The thing leaned closer, and opened one of its eyes. Out of it came the displaced tongue, still dirty and yellow from the rum Alex had drank. It inched closer and closer, until finally it started to lick the eyeball stew off of my face. The tongue was warm and slippery, and it twisted around my eyes and my mouth as it licked off every last bit of eyeball left on my face. From somewhere inside the head, where the vocal cords resided, I could hear pleasured groans, low and stuffy as they vibrated in between flesh and bone.
When the thing finally backed away, I could feel a sticky film begin to coat my face as the spit began to dry. It tickled and irritated my skin, bothering me unimaginably hard. I needed to do something; I had been stationary for too long, and all the nerves in my body were beginning to fight back at the stillness within.
The thing faced me, its tongue sticking out limply from the limp eye socket. I don’t know if it could still see me, as it no longer had eyes. I dared not flinch, but time was running out. A cramp, a twist, a punch - something was going to happen soon; something needed to break the incubating stagnation.
Promptly, the thing turned around, and limped its way towards the window. Slowly and awkwardly, like it was losing control of the muscles and nerves within, it opened it, and then jumped out. Our apartment is on the eighth floor, so it took a considerable amount of freefall until I heard a wet thud. Even though it was gone, it took me a while until I felt safe enough to move again.
When the cops and paramedics came, I tried to explain what had happened. I thought it must be at least somewhat believable, I mean, his face was proof! The way he looked… nothing natural could do that.
But they just blamed it on the fall. Twisted my story to seem like he’d gotten into a drunken psychosis, his state of mind exclusively fucked, and jumped out the window headfirst, the impact smashing his face to look like that. They brushed off my story completely, condescending me, saying that I was making a mockery of Alex’s death. That I was probably high or drunk or both.

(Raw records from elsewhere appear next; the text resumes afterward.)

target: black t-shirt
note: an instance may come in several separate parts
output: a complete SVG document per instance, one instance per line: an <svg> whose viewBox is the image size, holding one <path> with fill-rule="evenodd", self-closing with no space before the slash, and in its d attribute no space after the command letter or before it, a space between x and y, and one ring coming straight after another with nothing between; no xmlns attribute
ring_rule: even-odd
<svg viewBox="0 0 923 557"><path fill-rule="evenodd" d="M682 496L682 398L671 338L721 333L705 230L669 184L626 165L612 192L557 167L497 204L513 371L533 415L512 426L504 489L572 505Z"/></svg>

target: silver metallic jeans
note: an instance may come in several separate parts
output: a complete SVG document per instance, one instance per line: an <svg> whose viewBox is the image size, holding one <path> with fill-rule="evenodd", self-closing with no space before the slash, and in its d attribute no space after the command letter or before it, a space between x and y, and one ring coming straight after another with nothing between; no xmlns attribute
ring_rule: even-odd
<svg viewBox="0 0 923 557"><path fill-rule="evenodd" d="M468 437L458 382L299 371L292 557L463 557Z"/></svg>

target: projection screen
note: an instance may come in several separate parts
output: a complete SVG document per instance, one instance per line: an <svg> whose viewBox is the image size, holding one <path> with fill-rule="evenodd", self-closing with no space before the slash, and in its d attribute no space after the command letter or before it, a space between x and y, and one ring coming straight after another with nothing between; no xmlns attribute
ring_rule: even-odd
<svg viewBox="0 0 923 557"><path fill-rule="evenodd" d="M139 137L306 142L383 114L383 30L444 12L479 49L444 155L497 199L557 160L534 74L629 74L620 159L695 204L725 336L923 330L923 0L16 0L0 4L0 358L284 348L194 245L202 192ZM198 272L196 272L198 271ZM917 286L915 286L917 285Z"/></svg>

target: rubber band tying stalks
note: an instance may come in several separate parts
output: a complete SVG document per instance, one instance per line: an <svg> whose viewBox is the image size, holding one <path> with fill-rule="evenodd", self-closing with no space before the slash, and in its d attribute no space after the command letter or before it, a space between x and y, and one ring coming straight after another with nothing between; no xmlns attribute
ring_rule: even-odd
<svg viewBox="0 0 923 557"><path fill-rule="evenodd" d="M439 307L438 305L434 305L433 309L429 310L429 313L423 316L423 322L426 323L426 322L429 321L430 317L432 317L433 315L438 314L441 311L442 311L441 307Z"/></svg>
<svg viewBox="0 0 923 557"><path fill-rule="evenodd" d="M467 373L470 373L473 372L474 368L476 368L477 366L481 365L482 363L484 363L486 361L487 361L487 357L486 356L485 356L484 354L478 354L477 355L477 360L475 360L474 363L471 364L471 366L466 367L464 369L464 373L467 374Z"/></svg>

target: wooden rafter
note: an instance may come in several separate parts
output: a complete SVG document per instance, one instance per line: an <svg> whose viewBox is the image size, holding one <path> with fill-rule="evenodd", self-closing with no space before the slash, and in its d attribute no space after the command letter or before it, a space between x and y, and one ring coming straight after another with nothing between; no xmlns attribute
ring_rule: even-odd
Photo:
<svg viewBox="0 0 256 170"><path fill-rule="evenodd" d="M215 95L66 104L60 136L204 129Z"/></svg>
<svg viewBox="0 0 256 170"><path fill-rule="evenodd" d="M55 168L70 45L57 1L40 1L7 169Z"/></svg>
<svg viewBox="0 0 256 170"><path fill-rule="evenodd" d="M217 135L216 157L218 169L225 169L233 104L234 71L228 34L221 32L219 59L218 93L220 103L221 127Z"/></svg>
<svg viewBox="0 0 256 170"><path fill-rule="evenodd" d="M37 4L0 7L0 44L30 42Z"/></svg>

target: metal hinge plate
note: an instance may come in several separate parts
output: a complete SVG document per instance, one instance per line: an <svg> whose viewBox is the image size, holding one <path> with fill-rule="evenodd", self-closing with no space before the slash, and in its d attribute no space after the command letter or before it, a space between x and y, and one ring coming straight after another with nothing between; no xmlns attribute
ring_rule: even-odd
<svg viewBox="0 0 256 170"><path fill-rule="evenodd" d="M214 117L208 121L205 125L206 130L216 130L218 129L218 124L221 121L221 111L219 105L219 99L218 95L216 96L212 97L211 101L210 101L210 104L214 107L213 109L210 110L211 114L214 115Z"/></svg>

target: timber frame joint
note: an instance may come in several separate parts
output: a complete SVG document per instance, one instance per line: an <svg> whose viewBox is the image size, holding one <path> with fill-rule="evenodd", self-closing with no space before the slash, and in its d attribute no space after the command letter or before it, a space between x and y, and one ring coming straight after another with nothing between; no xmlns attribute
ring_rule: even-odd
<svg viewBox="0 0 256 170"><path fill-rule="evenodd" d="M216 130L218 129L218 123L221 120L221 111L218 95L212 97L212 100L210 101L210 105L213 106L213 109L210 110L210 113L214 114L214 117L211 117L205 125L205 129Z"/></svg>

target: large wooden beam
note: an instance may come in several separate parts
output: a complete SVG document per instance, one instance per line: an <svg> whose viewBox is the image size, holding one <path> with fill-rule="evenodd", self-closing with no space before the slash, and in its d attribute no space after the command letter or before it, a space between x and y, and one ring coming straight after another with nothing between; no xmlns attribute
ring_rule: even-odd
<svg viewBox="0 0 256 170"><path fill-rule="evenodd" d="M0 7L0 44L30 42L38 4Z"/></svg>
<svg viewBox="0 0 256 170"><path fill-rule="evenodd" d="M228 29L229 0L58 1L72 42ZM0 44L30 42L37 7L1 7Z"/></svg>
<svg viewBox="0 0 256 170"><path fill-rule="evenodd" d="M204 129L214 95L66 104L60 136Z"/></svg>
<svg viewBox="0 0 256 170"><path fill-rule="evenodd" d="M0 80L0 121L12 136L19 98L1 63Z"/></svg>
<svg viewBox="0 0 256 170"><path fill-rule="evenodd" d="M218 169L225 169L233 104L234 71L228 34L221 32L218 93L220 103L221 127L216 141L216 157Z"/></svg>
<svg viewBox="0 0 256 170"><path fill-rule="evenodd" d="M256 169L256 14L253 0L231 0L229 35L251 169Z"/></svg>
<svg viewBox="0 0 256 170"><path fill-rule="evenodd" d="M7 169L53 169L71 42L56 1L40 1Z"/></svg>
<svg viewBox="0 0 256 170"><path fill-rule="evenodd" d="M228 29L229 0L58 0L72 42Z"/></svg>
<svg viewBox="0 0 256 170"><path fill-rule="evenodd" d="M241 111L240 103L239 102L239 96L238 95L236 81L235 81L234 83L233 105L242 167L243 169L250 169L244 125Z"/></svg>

But I know that that’s not what happened. But that’s all I really know, and it’s not enough for much else. I can’t fight this. I can’t reason with it. And Alex is gone forever. I’m grateful for being alive, sure, but I’m more scared than ever. I mean, the thing must’ve died with Alex, right? But what’s been chewing at the back of my mind ever since is the fact that I never found that flesh-tooth-globule that the thing vomited out. The paramedics and cops said that they found nothing, either, which they mostly used as evidence to disprove my story.